However, we are asked to incrementally compute the same, at cost of O(n²) for each new vertex.

Floyd-Warshall algorithm takes O(n³) time to compute All-Pairs Shortest Path (APSP), where n is the number of vertices. However, given that it already computed APSP for n nodes, when (n+1)^th node arrives, it can reuse the existing result and extend APSP to accommodate the new node incrementally at a cost of O(n²).

This is the solution for JLTI Code Jam – Jan 2018.

Converting Rates

If USD to SGD rate is r₁ and SGD to GBP rate is r₂, to get the rate from USD to GBP, we multiply the two rates and get the new rate that is r₁*r₂. Our target is to maximize rate, that is maximizing r₁*r₂.

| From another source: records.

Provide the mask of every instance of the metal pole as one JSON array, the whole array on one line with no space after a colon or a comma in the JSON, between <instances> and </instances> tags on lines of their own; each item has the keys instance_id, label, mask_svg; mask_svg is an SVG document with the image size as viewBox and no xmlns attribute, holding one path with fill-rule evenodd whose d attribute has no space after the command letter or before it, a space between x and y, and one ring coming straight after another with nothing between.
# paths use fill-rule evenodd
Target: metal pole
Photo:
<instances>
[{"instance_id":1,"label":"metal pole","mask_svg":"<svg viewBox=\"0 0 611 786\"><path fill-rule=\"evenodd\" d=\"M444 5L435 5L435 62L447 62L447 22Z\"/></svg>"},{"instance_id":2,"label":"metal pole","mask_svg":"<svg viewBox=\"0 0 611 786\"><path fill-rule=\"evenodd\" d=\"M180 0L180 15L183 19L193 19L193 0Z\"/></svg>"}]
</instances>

In paths algorithm, we talk about minimizing path cost (sum). Hence maximizing multiplication of rates (r₁*r₂) would translate into minimizing 1/(r₁*r₂) => log (1/(r₁*r₂)) => log (r₁*r₂)^-1 => – log r₁ – log r₂ => (–log r₁) + (–log r₂) => sum of (–log r₁) and (–log r₂). Rate r₁ should be converted into – log r₁ and that is what we need to use in this algorithm as edge weight.

While giving output, say the best rate from the solution, the rate as used in the dist[][] matrix should be multiplied by -1 first and then raised to the b^th power, where b is the base (say one of 2, 10 etc.) of the log as used earlier.

Visualizing Floyd-Warshall

We have seen the DP algorithm that Floyd-Warshall deploys to compute APSP. Let us visualize to some extent as to how it is done for 4 vertices.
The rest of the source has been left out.